Seeing that dev usage on the Cloud Builder is down to 5% (https://nodemcu-build.com/stats.php) I'd send people over to using my, now further improved, Docker image during the transition phase.

dtran123 commented 6 years ago

Thx. I will follow the docker instructions at https://hub.docker.com/r/marcelstoer/nodemcu-build/ to build the image. Once you have the code ready, please give us the details such as which conditional to set, etc. To get us started maybe you could share a link to a build with basic modules included that allows testing of secured tcp connections via tls. That is enough for me to do most of the critical tests.

nwf commented 6 years ago

@dtran123 As discussed in other threads, I wouldn't expect TLS to work out of the box, or at least, not well, even after more heap is made available by storing RO contents in flash. (Though it will certainly improve matters, but IIRC the TLS issues are not exclusively of the "out of heap space" mode.)

TerryE commented 6 years ago

OK, I have an Alpha version working quite well. To do a node.rebuildflash(...) only takes seconds, even if it involves 3 reboots of the chip. Once its loaded, the CPU comes back with ~45K heap available, but the main difference is then at the mo' this then rapidly drops to 20Kb or whatever as soon as you start loading modules. When they are coming from Flash, you only lose heap for genuine R/W variables, so my rough 2x estimate seems to be holding up.

I could push this to my repo, but I've had to do quite a few other hacks to be able to test it. See #1862 for the back-story. I need to make the diagnostics conditional..

On another note, what this also throws up is how the GC hammers default performance, especially GC of strings. Need to think about this further.

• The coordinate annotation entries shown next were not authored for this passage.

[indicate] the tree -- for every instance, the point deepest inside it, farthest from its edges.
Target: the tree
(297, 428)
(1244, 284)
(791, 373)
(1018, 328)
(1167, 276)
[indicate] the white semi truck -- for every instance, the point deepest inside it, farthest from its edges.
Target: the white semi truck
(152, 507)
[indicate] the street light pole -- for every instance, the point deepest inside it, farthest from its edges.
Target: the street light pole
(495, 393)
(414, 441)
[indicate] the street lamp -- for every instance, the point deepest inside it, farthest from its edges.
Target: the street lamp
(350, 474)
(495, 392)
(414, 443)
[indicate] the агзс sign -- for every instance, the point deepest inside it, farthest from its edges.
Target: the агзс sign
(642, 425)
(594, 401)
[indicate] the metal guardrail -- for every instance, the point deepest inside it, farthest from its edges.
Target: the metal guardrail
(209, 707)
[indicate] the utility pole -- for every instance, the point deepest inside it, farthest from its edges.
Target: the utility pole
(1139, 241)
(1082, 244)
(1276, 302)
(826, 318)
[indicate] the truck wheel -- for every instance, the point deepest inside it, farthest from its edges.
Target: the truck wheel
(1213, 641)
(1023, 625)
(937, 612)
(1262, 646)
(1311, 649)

If any of the committers want access to the alpha code for their own evaluation, then I will do a push, but @dtran123 et al: sorry guys there's just too much learning curve at the moment for me to push something that you could usefully use :disappointed:

nwf commented 6 years ago

@TerryE I amn't a committer, but I wouldn't object to seeing the bits. Congrats on hitting Alpha; it all sounds very exciting! :)

TerryE commented 6 years ago

I'll have a slightly polished version in a day or so.

TerryE commented 6 years ago

I have spilt the debugging discussions into a separate issue / PR #2146. And if I assume that is commited to dev first, then the LFS (Lua Flash Store) specific changes are as follows:

I still need to test my variants to ensure that I debug-free version and one without the -DLUA_FLASH_STORE option compile and run as intended. This last options essentially drops the LFS functionality from a build, this allowing us to promote the patch to dev earlier, since the default build will conditionally remove the LFS code.

I've still got a lot of testing and possibly some performance issues to address that testing the current have thrown up. These could significantly improve runtime performance, but even in its current form, the patch in practice allows Lua developers to deploy far larger embedded Lua applications.